New York City Transit Interim President Sarah Feinberg also cited public health when she defended the rules, suggesting that someone who stays in a subway station is more likely to spread coronavirus than someone who leaves a station.

"The purpose of the transit system is for people to move from one location to another," said Feinberg. "When you're in a moment where literally having people stay in one place, stay in one facility without leaving for hours on end, it increases the chances that you are moving virus around. We believed we needed to take steps to make sure that people were entering the system, using the system and exiting the system."

But homeless riders say that they feel targeted by the rules, which are just another way for police to harass people who fit a certain vision of homelessness.

"It's a target," said Anthony Williams, 58, who slept on the E train before he was placed in a hotel by a non-profit organization during the pandemic.

Riders who violated the code of conduct will be subject to summonses from the same police who were blasted last year for spending their time ticketing churro vendors on the subway. Williams suggested that NYPD or MTA Police won't think to ticket someone who doesn't "look homeless" if the person is in a station for longer than an hour, but someone with bags will instantly be a target.

"One person can be viewed as a respectable citizen, they probably won't get ticketed, no one will say anything. But a homeless person could be sitting there with a mask and gloves and because they've got baggage, they say, 'That's the target. We want them out of the system. Take this ticket and get out of the system.' That's the reality, that what comes down the pipe," he said.

Williams also said that for all the harassment homeless riders get on the subway, they're also as likely as anyone to be customers on the system.

"Homeless people don't jump the turnstile to ride," he said. "They pay. They still swipe a card. Every month, I used to buy an unlimited MetroCard so that when I want to get on the train to go to sleep or ride, I could ride. These people are customers, they paid to get on the train."

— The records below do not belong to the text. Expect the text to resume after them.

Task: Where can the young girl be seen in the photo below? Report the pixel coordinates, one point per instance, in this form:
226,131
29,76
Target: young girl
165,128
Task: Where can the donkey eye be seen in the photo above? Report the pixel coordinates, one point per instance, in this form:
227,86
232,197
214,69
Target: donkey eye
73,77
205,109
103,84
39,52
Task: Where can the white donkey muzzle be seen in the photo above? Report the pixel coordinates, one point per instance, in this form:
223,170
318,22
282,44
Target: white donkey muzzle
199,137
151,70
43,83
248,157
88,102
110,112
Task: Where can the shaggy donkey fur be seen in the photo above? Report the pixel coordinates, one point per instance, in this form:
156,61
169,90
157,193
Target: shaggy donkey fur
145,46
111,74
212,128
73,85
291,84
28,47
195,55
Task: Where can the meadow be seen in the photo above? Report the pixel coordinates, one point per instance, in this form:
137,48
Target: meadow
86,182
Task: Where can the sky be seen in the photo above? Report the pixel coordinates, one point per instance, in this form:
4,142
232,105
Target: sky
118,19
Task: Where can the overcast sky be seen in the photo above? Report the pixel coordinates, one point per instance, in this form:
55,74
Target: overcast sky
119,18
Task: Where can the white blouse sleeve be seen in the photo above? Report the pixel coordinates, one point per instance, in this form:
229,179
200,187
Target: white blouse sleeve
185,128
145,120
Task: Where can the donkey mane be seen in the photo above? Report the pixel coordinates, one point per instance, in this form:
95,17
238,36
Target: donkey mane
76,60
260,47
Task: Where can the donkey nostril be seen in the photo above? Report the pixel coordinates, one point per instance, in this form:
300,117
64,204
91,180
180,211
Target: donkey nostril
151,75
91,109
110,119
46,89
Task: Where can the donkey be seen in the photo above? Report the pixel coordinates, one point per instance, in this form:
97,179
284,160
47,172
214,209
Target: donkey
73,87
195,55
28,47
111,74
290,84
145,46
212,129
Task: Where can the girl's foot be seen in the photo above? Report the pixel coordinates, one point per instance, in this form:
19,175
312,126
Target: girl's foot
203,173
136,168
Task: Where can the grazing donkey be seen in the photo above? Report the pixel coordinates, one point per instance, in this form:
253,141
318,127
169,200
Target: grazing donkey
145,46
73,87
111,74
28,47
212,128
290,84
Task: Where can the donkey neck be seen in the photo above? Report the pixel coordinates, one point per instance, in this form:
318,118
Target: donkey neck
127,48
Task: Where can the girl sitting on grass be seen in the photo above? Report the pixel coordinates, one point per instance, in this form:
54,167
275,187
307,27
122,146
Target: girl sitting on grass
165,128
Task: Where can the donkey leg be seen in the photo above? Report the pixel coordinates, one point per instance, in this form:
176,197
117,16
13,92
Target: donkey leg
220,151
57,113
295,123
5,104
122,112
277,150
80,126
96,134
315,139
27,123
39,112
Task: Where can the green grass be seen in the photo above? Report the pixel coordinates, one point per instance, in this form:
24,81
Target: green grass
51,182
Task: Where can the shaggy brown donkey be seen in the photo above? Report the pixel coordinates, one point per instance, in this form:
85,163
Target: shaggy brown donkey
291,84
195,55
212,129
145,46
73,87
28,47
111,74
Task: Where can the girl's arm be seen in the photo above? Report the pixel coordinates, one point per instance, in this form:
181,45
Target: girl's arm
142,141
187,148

Advocates for the homeless also blasted the rule as having nothing to do with public health, instead pointing out that the MTA has a history of blaming the homeless when things go wrong. The agency and Gov. Cuomo spent time early in the pandemic suggesting that homeless riders were sowing chaos in the system, driven in part by complaints from subway riders and employees. Data showed homeless-related incident reports dropped to under two per day after the subway was closed overnight for cleaning each day, but even as homelessness-related delays reached almost 700 for the year recently, those delays pale in comparison to the thousands of signal-related delays that happen on the subway every month.

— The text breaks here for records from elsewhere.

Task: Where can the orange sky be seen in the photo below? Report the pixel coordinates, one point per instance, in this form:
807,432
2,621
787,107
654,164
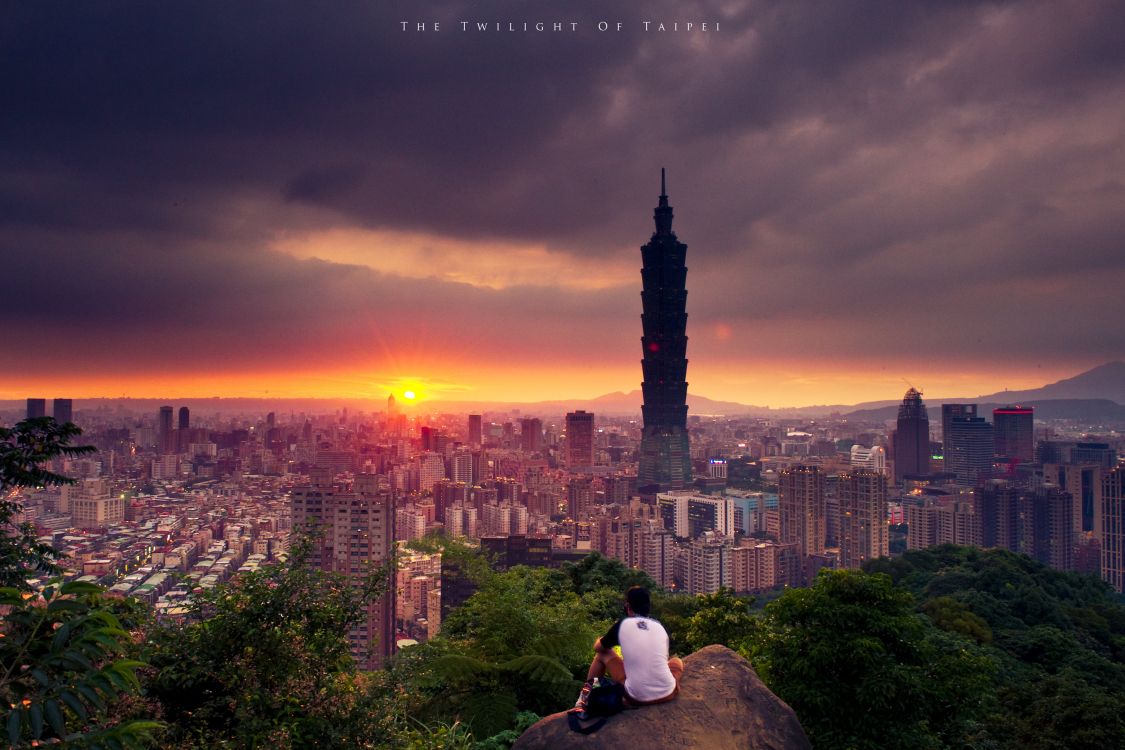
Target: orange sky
774,385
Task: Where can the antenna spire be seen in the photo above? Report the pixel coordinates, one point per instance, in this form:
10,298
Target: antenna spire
663,214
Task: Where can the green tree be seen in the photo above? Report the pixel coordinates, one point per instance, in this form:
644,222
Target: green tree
24,449
63,652
721,617
264,661
863,669
519,643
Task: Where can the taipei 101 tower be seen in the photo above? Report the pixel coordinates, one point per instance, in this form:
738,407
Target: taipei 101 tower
665,458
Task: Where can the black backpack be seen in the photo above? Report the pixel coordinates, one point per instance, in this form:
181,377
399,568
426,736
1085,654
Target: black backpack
604,701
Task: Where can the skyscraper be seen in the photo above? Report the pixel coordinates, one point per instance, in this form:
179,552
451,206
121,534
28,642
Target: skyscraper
863,517
968,442
351,534
911,437
63,410
802,508
665,454
531,434
1113,529
950,410
1014,428
579,439
36,407
164,439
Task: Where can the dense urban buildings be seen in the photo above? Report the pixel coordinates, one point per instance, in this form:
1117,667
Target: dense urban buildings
1013,427
911,439
665,453
579,440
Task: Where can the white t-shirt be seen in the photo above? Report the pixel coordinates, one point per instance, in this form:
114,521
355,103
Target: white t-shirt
645,650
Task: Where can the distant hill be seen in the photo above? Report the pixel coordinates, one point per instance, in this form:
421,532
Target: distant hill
1103,381
1090,396
1090,410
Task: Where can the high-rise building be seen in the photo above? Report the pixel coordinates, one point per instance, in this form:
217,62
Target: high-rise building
531,434
863,532
911,437
873,458
352,535
802,508
1113,529
665,451
579,498
1085,484
968,446
164,437
710,565
460,466
998,507
1014,431
950,410
63,410
36,408
579,440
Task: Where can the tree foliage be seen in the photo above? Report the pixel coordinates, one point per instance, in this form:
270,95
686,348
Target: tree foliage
863,669
266,661
24,451
63,669
64,666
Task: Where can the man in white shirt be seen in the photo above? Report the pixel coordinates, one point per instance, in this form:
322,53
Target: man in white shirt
644,667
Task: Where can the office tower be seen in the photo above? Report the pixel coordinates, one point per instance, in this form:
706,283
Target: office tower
579,498
869,458
63,410
351,534
950,410
460,466
933,522
801,508
665,453
863,532
1113,529
1085,482
1014,430
690,514
911,439
431,470
579,440
36,408
710,565
164,440
968,446
998,507
1046,526
531,434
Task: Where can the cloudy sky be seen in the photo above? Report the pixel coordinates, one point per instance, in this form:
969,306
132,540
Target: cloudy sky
303,199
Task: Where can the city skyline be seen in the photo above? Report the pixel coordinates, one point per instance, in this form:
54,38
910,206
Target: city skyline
303,201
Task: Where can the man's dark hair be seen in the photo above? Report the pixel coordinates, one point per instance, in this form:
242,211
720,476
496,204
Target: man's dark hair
639,601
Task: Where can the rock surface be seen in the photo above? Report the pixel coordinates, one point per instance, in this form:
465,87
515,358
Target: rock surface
722,704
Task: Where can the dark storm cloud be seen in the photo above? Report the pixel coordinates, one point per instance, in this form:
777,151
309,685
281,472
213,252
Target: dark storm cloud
861,172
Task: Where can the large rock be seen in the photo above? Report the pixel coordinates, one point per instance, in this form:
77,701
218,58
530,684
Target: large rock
722,704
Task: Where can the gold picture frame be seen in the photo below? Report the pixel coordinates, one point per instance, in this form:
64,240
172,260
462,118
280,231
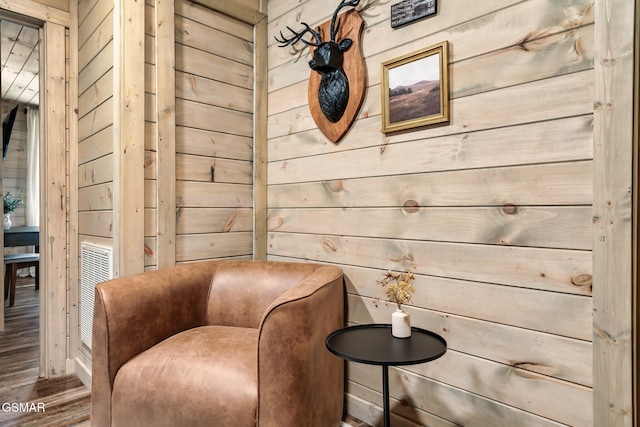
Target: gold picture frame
415,89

"The MTA is opportunistically using the pandemic to make long-sought anti-homeless measures permanent, right at a time when the city's homeless population is most vulnerable," said Helen Strom from the Safety Net Project at the Urban Justice Center. "In April, Gov. Cuomo and MTA President Sarah Feinberg explicitly promoted these rules as a way to remove homeless people from subway stations. These rules are an attack on homeless New Yorkers and have nothing to do with public health — why else would the MTA code allow people to stay in stations for a variety of activities, including performances, fliering, and religious activities, but specifically prohibit activities associated with people experiencing homeless, such as use of carts, panhandling, and even sleeping?"

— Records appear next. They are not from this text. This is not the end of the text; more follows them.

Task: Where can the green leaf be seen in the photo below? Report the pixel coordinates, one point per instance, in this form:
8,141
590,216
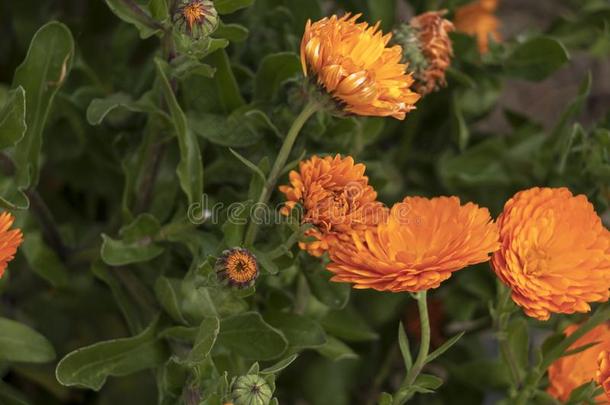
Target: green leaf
44,261
459,128
136,16
20,343
101,107
334,295
206,337
12,118
273,70
347,324
249,336
518,341
241,128
385,399
190,168
232,32
10,396
536,59
249,165
336,350
228,90
44,70
301,331
444,347
403,343
231,6
280,365
168,292
137,243
90,366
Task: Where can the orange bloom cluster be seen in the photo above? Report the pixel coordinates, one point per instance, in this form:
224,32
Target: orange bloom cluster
421,243
478,19
570,372
336,199
352,62
9,240
555,252
603,372
433,34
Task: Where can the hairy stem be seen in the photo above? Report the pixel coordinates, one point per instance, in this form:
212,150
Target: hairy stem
404,394
310,109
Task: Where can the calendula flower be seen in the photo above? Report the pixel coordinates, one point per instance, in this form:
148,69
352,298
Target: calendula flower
10,239
570,372
555,252
478,19
421,243
427,49
198,16
238,266
603,372
351,62
335,197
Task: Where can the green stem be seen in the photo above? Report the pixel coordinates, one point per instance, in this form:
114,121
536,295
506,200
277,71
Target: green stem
502,331
311,108
404,394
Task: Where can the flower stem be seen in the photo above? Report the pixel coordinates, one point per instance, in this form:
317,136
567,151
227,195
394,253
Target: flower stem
404,393
311,108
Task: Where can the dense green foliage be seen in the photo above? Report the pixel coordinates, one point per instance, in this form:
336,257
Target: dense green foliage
110,147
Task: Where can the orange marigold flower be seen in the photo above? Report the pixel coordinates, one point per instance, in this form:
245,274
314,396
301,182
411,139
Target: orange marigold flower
9,240
237,266
352,63
433,34
198,16
554,254
336,198
478,19
570,372
603,372
418,247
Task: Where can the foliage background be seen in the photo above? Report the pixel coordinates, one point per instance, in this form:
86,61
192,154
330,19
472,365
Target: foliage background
532,112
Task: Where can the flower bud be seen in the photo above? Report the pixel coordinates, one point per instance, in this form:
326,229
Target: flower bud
251,390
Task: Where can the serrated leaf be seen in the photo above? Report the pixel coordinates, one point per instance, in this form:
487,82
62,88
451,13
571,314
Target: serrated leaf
20,343
301,331
42,73
280,365
90,366
204,341
190,168
249,336
12,118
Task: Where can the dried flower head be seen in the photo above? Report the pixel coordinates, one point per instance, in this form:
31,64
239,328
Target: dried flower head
9,240
418,247
570,372
427,49
478,19
336,198
351,61
555,252
603,372
199,17
238,266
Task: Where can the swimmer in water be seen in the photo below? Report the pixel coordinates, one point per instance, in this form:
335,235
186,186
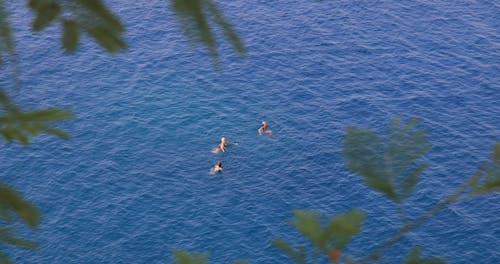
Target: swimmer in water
264,129
222,146
217,168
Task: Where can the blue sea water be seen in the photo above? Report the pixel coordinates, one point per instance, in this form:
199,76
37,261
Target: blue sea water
133,181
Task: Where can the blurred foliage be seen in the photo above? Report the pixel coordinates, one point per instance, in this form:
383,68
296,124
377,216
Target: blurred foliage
184,257
325,233
12,206
487,179
388,165
415,257
77,16
298,254
195,17
18,126
95,19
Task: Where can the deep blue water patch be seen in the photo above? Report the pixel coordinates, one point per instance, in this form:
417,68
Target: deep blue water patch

And transit advocates didn't buy Feinberg's, and called on Gov. Cuomo to find a "humane" solution to the city's homelessness crisis.

"Literally moving people along seems highly unlikely to reduce viral spread," said Riders Alliance spokesman Danny Pearlstein. "People who have been forced to live in public spaces need safe, private places to call home. Gov. Cuomo runs the MTA and the state budget. The governor must take the lead in finding humane, effective solutions to our intersecting transit and housing crises."